In conlusion, it is now appreciated that genetic studies of hypertension must be rigorous about the standardisation, precision and accuracy of pheno-typing, quality control analysis and interpretation. The challenge is to translate the small effect size into clinically useful diagnostic or therapeutic tools with an impact on public health. There is also growing evidence for heritable changes in gene function without changes in DNA sequence (epi-genetics) and structural variations, specifically sub-microscopic rearrangements between 500 bp and 5 Mb in size, commonly called copy number variation (CNV).
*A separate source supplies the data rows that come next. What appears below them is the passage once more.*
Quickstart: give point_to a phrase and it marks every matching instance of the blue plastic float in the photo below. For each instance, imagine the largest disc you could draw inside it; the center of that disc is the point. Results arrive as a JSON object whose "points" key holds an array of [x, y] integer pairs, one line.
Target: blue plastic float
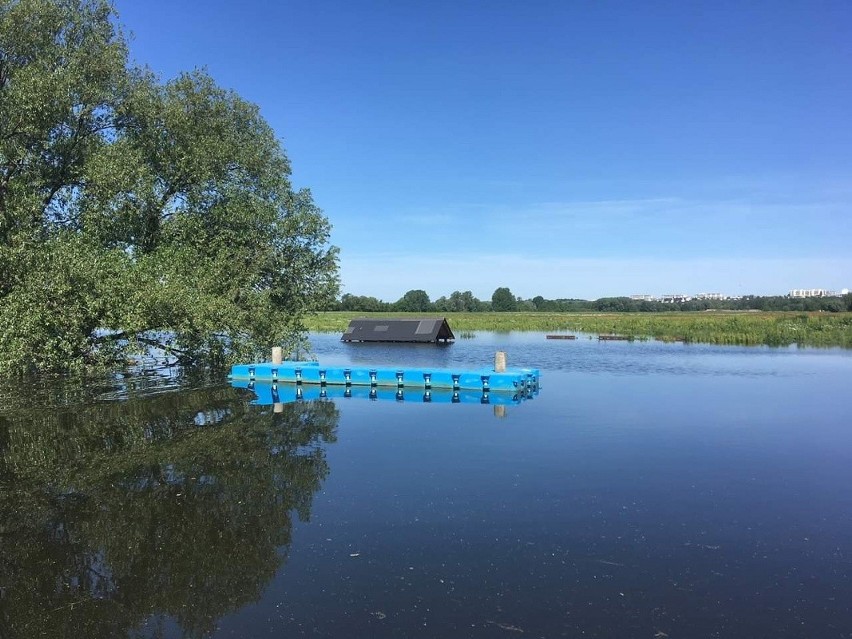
{"points": [[312, 373]]}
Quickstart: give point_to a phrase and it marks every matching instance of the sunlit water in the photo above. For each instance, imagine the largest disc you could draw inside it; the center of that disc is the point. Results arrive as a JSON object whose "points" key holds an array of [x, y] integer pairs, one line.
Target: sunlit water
{"points": [[649, 490]]}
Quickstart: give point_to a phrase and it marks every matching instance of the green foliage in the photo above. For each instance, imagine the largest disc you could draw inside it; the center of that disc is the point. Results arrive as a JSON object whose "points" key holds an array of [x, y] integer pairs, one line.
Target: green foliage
{"points": [[135, 214], [502, 300], [747, 328], [415, 301]]}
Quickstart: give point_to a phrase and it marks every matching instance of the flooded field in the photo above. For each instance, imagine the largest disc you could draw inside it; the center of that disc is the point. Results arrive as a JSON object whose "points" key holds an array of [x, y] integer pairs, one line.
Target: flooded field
{"points": [[647, 490]]}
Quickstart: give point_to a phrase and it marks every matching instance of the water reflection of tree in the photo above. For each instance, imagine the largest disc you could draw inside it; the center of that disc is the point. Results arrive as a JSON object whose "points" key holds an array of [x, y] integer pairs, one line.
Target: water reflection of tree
{"points": [[173, 508]]}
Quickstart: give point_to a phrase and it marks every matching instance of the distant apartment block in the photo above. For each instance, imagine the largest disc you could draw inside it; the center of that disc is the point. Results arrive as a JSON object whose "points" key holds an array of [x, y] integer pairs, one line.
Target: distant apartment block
{"points": [[816, 292], [644, 298]]}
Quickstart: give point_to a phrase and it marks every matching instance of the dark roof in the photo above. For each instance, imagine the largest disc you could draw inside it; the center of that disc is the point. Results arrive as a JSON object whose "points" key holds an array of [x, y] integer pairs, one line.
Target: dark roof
{"points": [[430, 329]]}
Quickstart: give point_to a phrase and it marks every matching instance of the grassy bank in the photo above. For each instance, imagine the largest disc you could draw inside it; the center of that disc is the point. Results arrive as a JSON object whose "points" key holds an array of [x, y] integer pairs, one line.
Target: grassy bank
{"points": [[746, 328]]}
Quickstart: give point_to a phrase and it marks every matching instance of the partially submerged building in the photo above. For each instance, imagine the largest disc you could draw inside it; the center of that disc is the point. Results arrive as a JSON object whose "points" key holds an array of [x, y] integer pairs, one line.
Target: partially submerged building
{"points": [[423, 330]]}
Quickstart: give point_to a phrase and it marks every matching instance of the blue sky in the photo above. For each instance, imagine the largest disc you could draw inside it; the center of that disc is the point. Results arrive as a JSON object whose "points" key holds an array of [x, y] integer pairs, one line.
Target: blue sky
{"points": [[564, 149]]}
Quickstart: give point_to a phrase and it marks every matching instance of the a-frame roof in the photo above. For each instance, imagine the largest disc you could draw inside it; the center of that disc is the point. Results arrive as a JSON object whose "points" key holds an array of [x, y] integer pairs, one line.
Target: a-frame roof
{"points": [[415, 329]]}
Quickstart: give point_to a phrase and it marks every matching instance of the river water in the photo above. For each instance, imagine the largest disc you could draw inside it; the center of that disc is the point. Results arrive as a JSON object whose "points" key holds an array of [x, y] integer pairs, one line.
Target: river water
{"points": [[647, 490]]}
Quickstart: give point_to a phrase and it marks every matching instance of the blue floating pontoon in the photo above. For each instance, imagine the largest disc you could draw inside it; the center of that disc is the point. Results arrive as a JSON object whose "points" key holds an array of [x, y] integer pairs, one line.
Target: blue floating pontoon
{"points": [[482, 380]]}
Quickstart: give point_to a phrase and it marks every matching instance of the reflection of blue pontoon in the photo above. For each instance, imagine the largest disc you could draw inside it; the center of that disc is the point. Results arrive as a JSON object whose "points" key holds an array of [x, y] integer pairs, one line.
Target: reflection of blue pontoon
{"points": [[274, 393], [291, 381]]}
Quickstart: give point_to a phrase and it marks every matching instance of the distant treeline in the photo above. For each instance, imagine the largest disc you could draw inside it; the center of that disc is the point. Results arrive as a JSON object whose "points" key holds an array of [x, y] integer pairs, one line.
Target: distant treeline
{"points": [[417, 301]]}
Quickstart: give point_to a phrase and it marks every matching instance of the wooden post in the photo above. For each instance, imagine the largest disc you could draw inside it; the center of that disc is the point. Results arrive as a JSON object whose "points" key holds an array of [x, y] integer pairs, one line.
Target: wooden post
{"points": [[500, 362]]}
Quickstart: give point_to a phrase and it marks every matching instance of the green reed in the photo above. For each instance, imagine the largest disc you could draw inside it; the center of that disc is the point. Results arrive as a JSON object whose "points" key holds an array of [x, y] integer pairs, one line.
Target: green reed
{"points": [[719, 327]]}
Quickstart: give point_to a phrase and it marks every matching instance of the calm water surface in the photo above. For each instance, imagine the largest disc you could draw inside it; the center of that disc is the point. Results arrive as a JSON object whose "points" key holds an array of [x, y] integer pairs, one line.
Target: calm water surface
{"points": [[649, 490]]}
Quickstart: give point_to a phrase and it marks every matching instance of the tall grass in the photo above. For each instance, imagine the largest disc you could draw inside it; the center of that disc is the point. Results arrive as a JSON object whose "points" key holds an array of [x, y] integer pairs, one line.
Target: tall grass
{"points": [[745, 328]]}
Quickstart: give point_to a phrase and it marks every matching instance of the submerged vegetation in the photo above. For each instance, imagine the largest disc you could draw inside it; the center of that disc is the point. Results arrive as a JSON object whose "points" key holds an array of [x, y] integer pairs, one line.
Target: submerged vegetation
{"points": [[744, 328]]}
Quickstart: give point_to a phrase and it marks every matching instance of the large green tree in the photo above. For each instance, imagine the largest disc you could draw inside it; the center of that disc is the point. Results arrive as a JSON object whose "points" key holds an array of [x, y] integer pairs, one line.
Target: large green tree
{"points": [[503, 300], [138, 214]]}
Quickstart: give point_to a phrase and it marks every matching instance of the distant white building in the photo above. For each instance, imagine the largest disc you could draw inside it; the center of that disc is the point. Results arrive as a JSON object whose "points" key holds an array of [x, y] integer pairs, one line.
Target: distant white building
{"points": [[810, 292]]}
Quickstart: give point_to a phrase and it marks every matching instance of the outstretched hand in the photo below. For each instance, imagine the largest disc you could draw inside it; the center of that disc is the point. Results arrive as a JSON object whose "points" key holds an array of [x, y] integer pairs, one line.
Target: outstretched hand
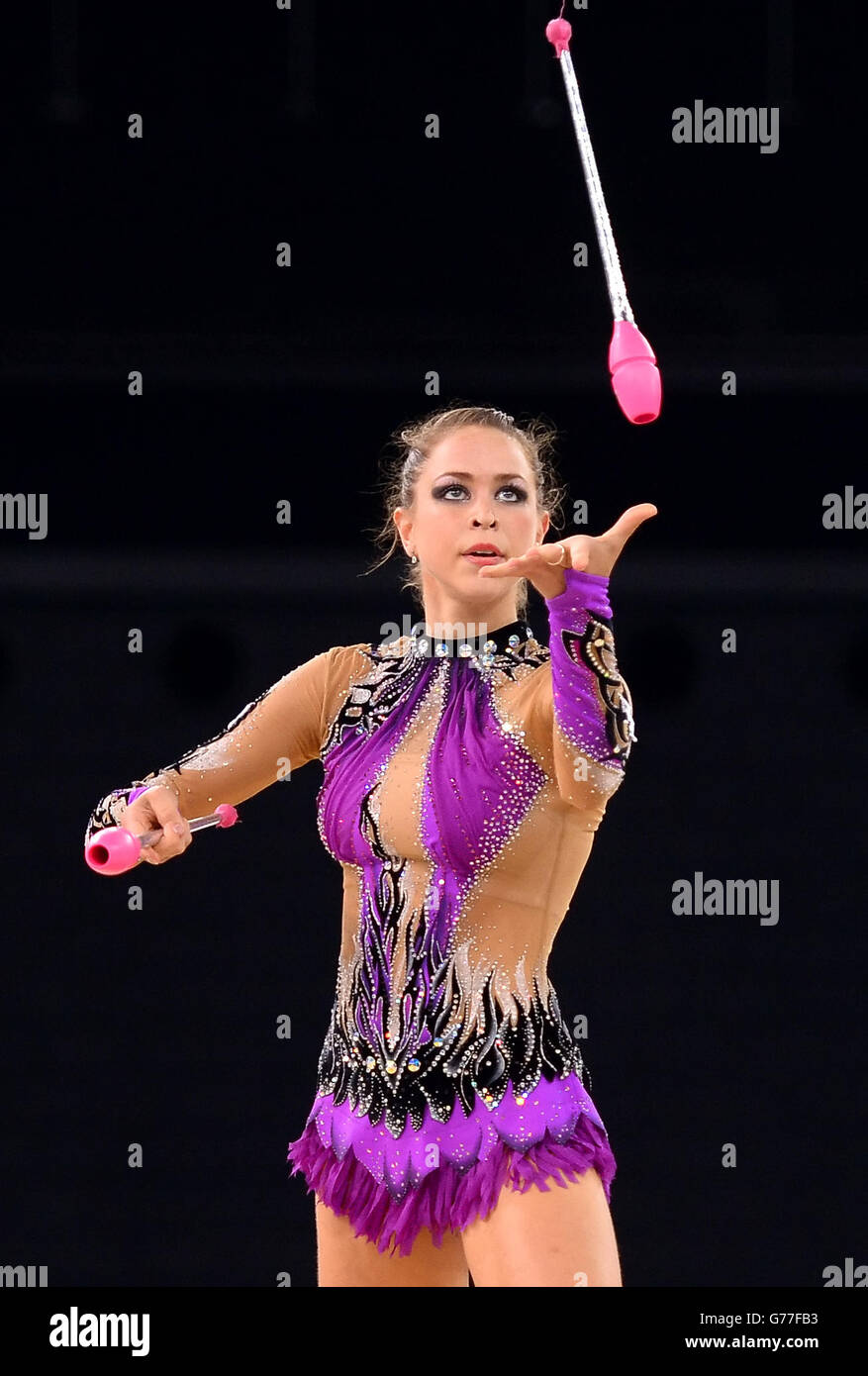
{"points": [[543, 564]]}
Identification of these validated gene variants should help understand disease biology, but their relevance to clinical practice and public health will depend on whether they can improve diagnosis, prevention or treatment strategies. All this will need more efficient epidemiologic studies enrolling prospective population cohorts with informed consent along with collection and storage of biological samples, active collaboration between basic scientists and clinicians, development of novel computational and statistical approaches and incorporating large-scale genomic, proteomic, metabolomic and epigenetic analyses in a systems biology framework.